Kriss Schludermann and Tom Fletcher star as competitors in 'Computer Chess.' (Detroit Film Theatre)
“Computer Chess” is a bit too self-consciously odd for its own good. While its eccentricities can be amusing, they’re ultimately wearing.
On the one hand, the film, written and directed by Andrew Bujalski, is a faux documentary in the style of Christopher Guest, centered around the geeks and nerds at a computer chess competition in the early ’80s. But on the other, it seems to be satirizing metaphysical, indie sci-fi films such as “Upstream Color.”
Either way, things get confusing — and often boring. The problem with showing how dull a panel of computer chess experts might be is that it can in fact be dull itself, and while that may be some sort of meta joke, dull is still dull.
Where the film does work is in its wonderfully awkward characters, most played by nonactors, some of whom are actual computer types. The silliness and the sci-fi elements undercut what might have been some pretty sweet portraits.
As it is, a dozen or so teams of computer programmers, each trying to write programs that will help a computer ultimately beat a human at chess, have gathered to compete with one another in a low-grade motel setting. Their enthusiastic host is Pat Henderson (Gerald Peary, a film professor and critic in real life), a chess grandmaster who has never been beaten by a computer.
The group includes a shy British programmer (James Curry, an actual British programmer); a lone, meek female student (Robin Schwartz, a film editor); a computer guru and former competition winner (Gordon Kindlmann, a computer professor); and a conspiracy theorist (Jim Lewis, a writer) who’s there because he thinks computers will lead to the apocalypse.

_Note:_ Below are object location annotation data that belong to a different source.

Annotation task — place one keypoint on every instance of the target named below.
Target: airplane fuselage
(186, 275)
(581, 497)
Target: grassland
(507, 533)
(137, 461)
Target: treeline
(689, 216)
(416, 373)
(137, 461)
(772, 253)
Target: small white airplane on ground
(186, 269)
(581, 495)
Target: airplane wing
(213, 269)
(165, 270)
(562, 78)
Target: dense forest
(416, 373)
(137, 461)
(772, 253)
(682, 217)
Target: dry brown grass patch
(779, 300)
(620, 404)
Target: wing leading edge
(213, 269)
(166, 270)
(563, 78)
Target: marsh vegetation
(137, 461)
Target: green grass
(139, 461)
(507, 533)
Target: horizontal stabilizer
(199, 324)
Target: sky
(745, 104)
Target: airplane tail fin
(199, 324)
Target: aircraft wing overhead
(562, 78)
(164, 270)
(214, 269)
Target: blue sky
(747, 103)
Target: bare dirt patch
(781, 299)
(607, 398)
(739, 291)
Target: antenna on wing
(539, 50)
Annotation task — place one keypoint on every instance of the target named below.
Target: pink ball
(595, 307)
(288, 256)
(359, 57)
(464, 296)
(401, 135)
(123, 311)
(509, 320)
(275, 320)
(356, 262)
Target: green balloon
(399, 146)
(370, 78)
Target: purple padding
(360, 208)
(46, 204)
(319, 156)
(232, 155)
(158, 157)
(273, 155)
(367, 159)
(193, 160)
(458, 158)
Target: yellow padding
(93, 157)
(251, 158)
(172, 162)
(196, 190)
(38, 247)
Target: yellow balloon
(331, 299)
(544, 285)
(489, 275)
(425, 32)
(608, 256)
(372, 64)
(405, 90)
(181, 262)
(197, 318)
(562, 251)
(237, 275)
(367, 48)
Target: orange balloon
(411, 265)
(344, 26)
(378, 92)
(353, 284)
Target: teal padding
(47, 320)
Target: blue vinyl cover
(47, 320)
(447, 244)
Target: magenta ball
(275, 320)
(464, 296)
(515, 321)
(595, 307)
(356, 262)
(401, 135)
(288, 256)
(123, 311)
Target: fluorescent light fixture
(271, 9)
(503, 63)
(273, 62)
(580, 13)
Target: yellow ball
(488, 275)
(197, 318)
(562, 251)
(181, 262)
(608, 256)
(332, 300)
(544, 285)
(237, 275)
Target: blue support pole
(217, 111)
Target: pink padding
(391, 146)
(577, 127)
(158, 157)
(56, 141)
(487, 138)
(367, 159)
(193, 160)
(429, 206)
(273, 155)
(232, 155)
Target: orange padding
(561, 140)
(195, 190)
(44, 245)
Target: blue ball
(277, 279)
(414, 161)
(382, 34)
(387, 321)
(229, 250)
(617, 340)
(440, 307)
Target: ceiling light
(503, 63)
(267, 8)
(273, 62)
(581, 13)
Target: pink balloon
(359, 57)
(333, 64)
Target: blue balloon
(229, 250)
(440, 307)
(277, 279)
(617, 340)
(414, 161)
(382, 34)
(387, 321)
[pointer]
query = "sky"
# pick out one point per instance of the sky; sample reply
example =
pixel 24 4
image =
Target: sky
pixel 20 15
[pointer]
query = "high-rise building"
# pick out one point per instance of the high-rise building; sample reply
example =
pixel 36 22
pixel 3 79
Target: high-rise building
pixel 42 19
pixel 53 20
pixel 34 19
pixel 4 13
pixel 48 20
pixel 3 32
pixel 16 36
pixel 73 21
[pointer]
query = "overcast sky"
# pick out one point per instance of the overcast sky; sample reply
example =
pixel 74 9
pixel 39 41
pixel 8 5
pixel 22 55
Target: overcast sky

The black-and-white camera lingers most on a painfully shy grad student named Peter (Patrick Reister, a film editor) who’s trying to deal with a rebellious program that seems to want to play humans rather than other computers, and Michael Papageorge (Myles Paige, a gardener and chocolatier!), a blowhard self-proclaimed genius who doesn’t have his own hotel room and wanders the halls at night.
Again, the characters are endearingly odd; the paces they go through are not. Peter has an encounter with some would-be swingers, Papageorge undergoes rebirth therapy, there are rambling discussions about artificial intelligence in which very little intelligence is apparent. When Papageorge finally does get a room, it is inexplicably filled with cats. And don’t even ask about the hotel’s hooker.
In the end, you simply wish the characters (and the actors) were in a more subtle and focused film. “Computer Chess” plays a risky game. Unfortunately, it loses.